Christy Perry (below) is an Idaho Republican State Representative who champions her support for the sanctity-of-life on her website, where she lists it as a pressing issue. So, presumably, if such a self-styled champion of life heard that parents were allowing their children to die of easily treatable illnesses by withholding medical treatment, her pro-life commitment would ensure that she was at the forefront of the movement to protect the lives of those children. Right?
Not so much. According to a report from Al-Jazeera America‘s Leah Sottile, Perry suggests that faith-healing parents
… are more comfortable confronting death. “Children do die,” Perry said. “And I’m not trying to sound callous, but [people calling for reform] want to act as if death is an anomaly. But it’s not. It’s a way of life.”
Which might have been Perry’s first clue that something was wrong — because death should not be just a “way of life” for children.
But, you see, when it comes to being “pro-life,” you really need to read the terms and conditions, because limitations certainly apply. If you’re a zygote, embryo, or fetus, the pro-life community has got your back. But if you’re, say, a pregnant woman who will die without an abortion? Sorry, lady, we’re too “pro-life” for that. And what about kids dying from treatable ailments? Death just becomes “a way of life.”

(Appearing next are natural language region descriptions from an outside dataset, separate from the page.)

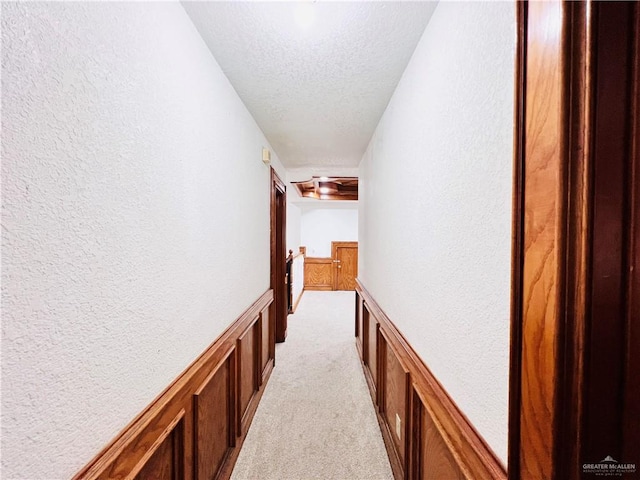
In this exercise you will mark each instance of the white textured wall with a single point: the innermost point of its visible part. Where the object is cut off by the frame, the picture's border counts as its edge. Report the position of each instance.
(293, 223)
(134, 202)
(435, 206)
(321, 226)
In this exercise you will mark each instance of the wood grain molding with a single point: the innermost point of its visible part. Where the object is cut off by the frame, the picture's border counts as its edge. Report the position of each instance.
(575, 270)
(426, 434)
(318, 273)
(195, 428)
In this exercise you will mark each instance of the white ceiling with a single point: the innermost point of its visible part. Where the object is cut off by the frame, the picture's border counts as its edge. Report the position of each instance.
(316, 76)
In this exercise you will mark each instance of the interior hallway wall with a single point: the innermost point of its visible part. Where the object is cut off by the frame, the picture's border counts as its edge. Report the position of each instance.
(435, 207)
(321, 226)
(135, 202)
(294, 216)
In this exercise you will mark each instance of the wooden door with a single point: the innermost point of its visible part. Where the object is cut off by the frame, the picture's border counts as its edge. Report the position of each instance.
(575, 361)
(345, 261)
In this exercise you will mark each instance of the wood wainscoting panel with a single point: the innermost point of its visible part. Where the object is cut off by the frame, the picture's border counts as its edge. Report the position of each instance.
(189, 431)
(213, 419)
(432, 456)
(248, 380)
(164, 460)
(267, 344)
(318, 273)
(358, 325)
(425, 433)
(394, 398)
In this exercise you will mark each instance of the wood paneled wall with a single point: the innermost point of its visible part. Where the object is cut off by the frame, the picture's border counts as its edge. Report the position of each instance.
(194, 430)
(426, 435)
(318, 273)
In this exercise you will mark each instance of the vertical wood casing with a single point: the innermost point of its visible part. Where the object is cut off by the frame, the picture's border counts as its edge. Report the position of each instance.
(318, 273)
(435, 439)
(575, 315)
(279, 310)
(195, 428)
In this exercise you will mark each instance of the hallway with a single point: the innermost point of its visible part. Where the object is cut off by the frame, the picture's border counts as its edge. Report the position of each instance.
(316, 418)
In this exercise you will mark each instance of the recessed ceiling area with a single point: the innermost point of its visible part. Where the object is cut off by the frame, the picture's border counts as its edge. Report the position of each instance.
(329, 188)
(316, 76)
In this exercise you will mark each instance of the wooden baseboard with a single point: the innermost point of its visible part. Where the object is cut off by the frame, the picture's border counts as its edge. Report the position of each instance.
(426, 434)
(196, 427)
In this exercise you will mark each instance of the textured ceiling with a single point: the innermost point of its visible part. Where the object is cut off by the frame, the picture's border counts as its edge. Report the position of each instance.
(316, 76)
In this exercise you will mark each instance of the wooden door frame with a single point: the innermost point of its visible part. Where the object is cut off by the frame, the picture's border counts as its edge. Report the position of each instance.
(334, 257)
(278, 257)
(554, 220)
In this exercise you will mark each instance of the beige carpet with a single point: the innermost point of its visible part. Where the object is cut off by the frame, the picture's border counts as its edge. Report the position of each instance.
(316, 419)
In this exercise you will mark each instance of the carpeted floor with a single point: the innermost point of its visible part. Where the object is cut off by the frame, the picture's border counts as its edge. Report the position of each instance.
(316, 419)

But only after birth, of course, when the human brain is developed and can actually process thought and fear and pain. Before birth, it’s a tragedy, regardless of circumstance.
As Rep. Perry notes, people concerned with the lives of children are just misguided on this front. It’s vitally important to stop women from having abortions. But to stop parents from forcing dangerous religious rituals upon their children? That’s an assault on freedom. And probably one motivated by a hatred of religion.
“As you move out West, we tend to be much more independent people, and Idaho is a lot like that,” she said, adding that the independent streak is probably stronger in certain parts of the state, like Canyon County.
“They do not look to the government to help them at all,” said Perry, speaking about Followers of Christ. “They’re very self-sufficient and know how to take care of themselves. In Canyon County, people hunt to feed their families. They fish. They grow their own food.”
Faith healers, she said, are not uncaring parents. They simply trust God above doctors and have faith that God will do what’s right.
“They are comforted by the fact that they know their child is in heaven,” Perry said. “If I want to let my child be with God, why is that wrong?”
Furthermore, she said, she’s unsure of the motives of those who want to see faith-healing protections removed.
“Is it really because these children are dying more so than other children? Or is this really about an attack on a religion you don’t agree with?”
If I got this right, you’re pro-life if you think a woman has to be pregnant whether she wants to be or not, and sometimes even if it will kill her to be. On the other hand, you’re not pro-life if you think that a parent should provide life-saving medical care for their child — then, you’re anti-freedom, and you’re intent on persecuting religious minorities.
Andrea Yates could have used a champion of life like Rep. Perry on her side. She wouldn’t have had to plead insanity if she could have simply reminded the court that they were infringing on her religious liberties and persecuting her for her decision to let her children be with God. After all, “why is that wrong?”